The court heard Mr Campbell was hit by a bullet from a high velocity rifle fired by Lance Corporal F on Bloody Sunday.

He was seriously injured and subsequently quit working as a docker, the court was told.

He died from cancer in 1985.

'It's just money'

Mr Justice McAlinden told Belfast High Court on Tuesday that Mr Campbell would not have given up a job that was "his life" unless compelled to do so for reasons directly attributable to being shot on Bloody Sunday.

Ministry of Defence lawyers argued that less than a year after the shooting, his physical symptoms had gone.

Image copyright Frederick Hoare/Central Press/Getty Image
Image caption Soldiers on the ground in Derry in January 1972

But the judge held that the sudden death of Mr Campbell's wife and the realisation that he would never return to work as a docker led to the development of chronic depression.

"It is entirely understandable that a man of reasonable fortitude would crumble under the weight of these stresses and engage in the harmful use of alcohol, with bouts of drinking being followed by periods of intense embarrassment and regret," Mr Justice McAlinden said.

Mr Campbell's son Billy said his father had to give up his job as a tonnage docker and began binge drinking because of what happened on Bloody Sunday.

He said his father tried to keep his suffering hidden from the family.

Mr Campbell underwent surgery, but had to return to hospital for a second time due to complications and attempted in vain to return to work.

Speaking after the court's decision, Billy Campbell told BBC Radio Foyle said: "The money doesn't mean a lot.

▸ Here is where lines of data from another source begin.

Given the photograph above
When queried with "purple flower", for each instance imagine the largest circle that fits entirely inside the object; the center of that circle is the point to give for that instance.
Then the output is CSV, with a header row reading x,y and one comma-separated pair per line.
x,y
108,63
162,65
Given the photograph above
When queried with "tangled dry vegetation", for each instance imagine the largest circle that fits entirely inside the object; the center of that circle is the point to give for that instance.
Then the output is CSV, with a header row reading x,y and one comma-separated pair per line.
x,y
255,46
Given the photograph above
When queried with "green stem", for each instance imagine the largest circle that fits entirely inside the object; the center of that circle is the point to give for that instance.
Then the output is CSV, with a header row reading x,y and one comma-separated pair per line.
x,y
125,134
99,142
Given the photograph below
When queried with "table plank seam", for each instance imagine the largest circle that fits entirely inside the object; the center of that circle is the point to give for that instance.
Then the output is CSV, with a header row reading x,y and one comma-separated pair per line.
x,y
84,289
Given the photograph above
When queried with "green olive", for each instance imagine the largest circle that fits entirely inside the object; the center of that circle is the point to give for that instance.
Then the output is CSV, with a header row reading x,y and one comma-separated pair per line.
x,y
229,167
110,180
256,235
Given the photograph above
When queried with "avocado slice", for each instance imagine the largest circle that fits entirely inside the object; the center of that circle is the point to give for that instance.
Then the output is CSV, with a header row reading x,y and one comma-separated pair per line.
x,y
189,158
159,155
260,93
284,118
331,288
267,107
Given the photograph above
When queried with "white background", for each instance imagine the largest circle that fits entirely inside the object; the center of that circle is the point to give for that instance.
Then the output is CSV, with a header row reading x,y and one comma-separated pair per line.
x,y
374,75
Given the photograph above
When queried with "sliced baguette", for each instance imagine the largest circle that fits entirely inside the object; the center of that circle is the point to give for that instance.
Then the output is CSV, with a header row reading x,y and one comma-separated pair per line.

It won't bring him back. It's just money."

He also said his father went to the grave before being vindicated.

Public apology

In 2010, the Saville Inquiry found that those killed or injured on Bloody Sunday were innocent.

The then prime minister, David Cameron, issued a public apology for the actions of the soldiers, describing the killings as "unjustified and unjustifiable".

Claims were later brought against the Ministry of Defence by those bereaved or wounded.

Image caption Demonstrators took part in a civil rights march through the streets of Londonderry before the shootings on 30 January 1972

More than £2m has already been paid out in settlements and awards made in other actions against the MoD on behalf of those bereaved or injured.

In September a man shot in the face by a soldier on Bloody Sunday was awarded £193,000 in a civil compensation case.

In October 2018, the family of Gerard McKinney, a 35-year-old father-of-eight, who was shot dead at Abbey Park, were awarded £625,000.

Michael McDaid, 20, was killed near a barricade in Rossville Street. His family received £75,000.

Later that same month damages worth more than £900,000 were awarded to the families of nine of those killed.